The research was funded by the National Institutes of Health, the Penn State Social Science Research Institute and the Penn State College of Engineering. It led to a new $460,000 grant awarded to Chen and Whitney Guthrie, clinical psychologist at the Children’s Hospital of Philadelphia Center for Autism Research and assistant professor of psychiatry and pediatrics at the University of Pennsylvania Perelman School of Medicine, by the National Institute of Mental Health.

With this grant, the team will further analyze how well combined hospital record data and screening results predict confirmed autism diagnoses, and will investigate other screening tools and data sources to better equip clinicians for early identification.

“Current screening methods miss many children on the autism spectrum and also produce long waitlists for evaluations,” Guthrie said. “High rates of false positives and false negatives mean some autistic children are missed while others are referred unnecessarily. Both outcomes increase delays for diagnosis and intervention. Pediatricians need more accurate screening strategies to identify all children who require evaluation as early as possible.”

Chen noted that part of the challenge is the limited supply of specialists—psychologists and developmental pediatricians—who can provide formal ASD diagnoses. “Industrial engineering can help make better use of resources,” he said. “By combining clinical expertise with predictive modeling, we aim to deliver a tool that primary care providers can use confidently to identify and refer at-risk children earlier.”

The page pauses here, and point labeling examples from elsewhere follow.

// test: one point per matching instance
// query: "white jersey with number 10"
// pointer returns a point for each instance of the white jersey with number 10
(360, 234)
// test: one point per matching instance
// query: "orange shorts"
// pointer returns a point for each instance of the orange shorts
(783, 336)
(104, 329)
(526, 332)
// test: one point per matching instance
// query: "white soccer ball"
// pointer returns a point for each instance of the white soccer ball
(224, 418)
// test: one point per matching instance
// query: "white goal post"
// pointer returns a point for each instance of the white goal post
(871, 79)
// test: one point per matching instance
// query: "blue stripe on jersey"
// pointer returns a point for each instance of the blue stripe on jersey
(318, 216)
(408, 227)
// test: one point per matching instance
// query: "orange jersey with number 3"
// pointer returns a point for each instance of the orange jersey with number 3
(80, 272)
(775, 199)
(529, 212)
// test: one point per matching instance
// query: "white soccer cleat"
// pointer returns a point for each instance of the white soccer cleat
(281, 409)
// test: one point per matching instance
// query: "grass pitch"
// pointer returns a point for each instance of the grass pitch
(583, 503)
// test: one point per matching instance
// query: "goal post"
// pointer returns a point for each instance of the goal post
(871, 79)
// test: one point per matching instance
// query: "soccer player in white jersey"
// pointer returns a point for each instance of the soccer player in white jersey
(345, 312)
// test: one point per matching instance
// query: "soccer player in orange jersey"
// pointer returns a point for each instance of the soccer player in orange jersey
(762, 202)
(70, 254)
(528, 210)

Additional contributors to the paper include first author Yu-Hsin Chen, a doctoral candidate in industrial and manufacturing engineering, who will base her dissertation on this grant-supported work; and co-author Lan Kong, professor of public health sciences at the Penn State College of Medicine.

This shows a stethoscope
Researchers are evaluating how well combined hospital record data and screening questionnaires predict autism diagnoses and exploring additional screening approaches to aid clinicians. Image is in the public domain

About this autism research news

Author: Adrienne Berard
Source: Penn State
Contact: Adrienne Berard – Penn State
Image: The image is in the public domain

Original Research: Open access. “Early detection of autism spectrum disorder in young children with machine learning using medical claims data” by Qiushi Chen et al., BMJ Health & Care Informatics


Abstract

Early detection of autism spectrum disorder in young children with machine learning using medical claims data

Objectives

Early diagnosis and timely intervention significantly improve long-term outcomes for children with autism spectrum disorder (ASD), yet current screening tools lack sufficient accuracy. This study aims to predict the risk of ASD in children aged 18 to 30 months by analyzing their medical histories using real-world health claims data.

Methods

Using the MarketScan Health Claims Database (2005–2016), researchers identified 12,743 children diagnosed with ASD and a random sample of 25,833 children without ASD. They developed logistic regression with least absolute shrinkage and selection operator (LASSO) and random forest models to predict ASD diagnoses at 18–30 months. Predictor variables included demographics, diagnostic codes and healthcare procedures drawn from early-life medical claims.

Results

For predicting ASD diagnosis by 24 months, the logistic regression and random forest models achieved area under the receiver operating characteristic curve (AUROC) values of 0.758 and 0.775, respectively. Predictive accuracy improved with age. When separating predictors by outpatient and inpatient visits, the random forest model reached an AUROC of 0.834 for prediction at 24 months, with 96.4% specificity and a 20.5% positive predictive value at 40% sensitivity—an encouraging improvement over current screening practice.

Conclusions

This study demonstrates that machine learning applied to health claims data can feasibly identify children at elevated risk for ASD at a very early age. The approach shows promise for population-level risk monitoring and for targeting high-risk children for more focused screening and earlier intervention.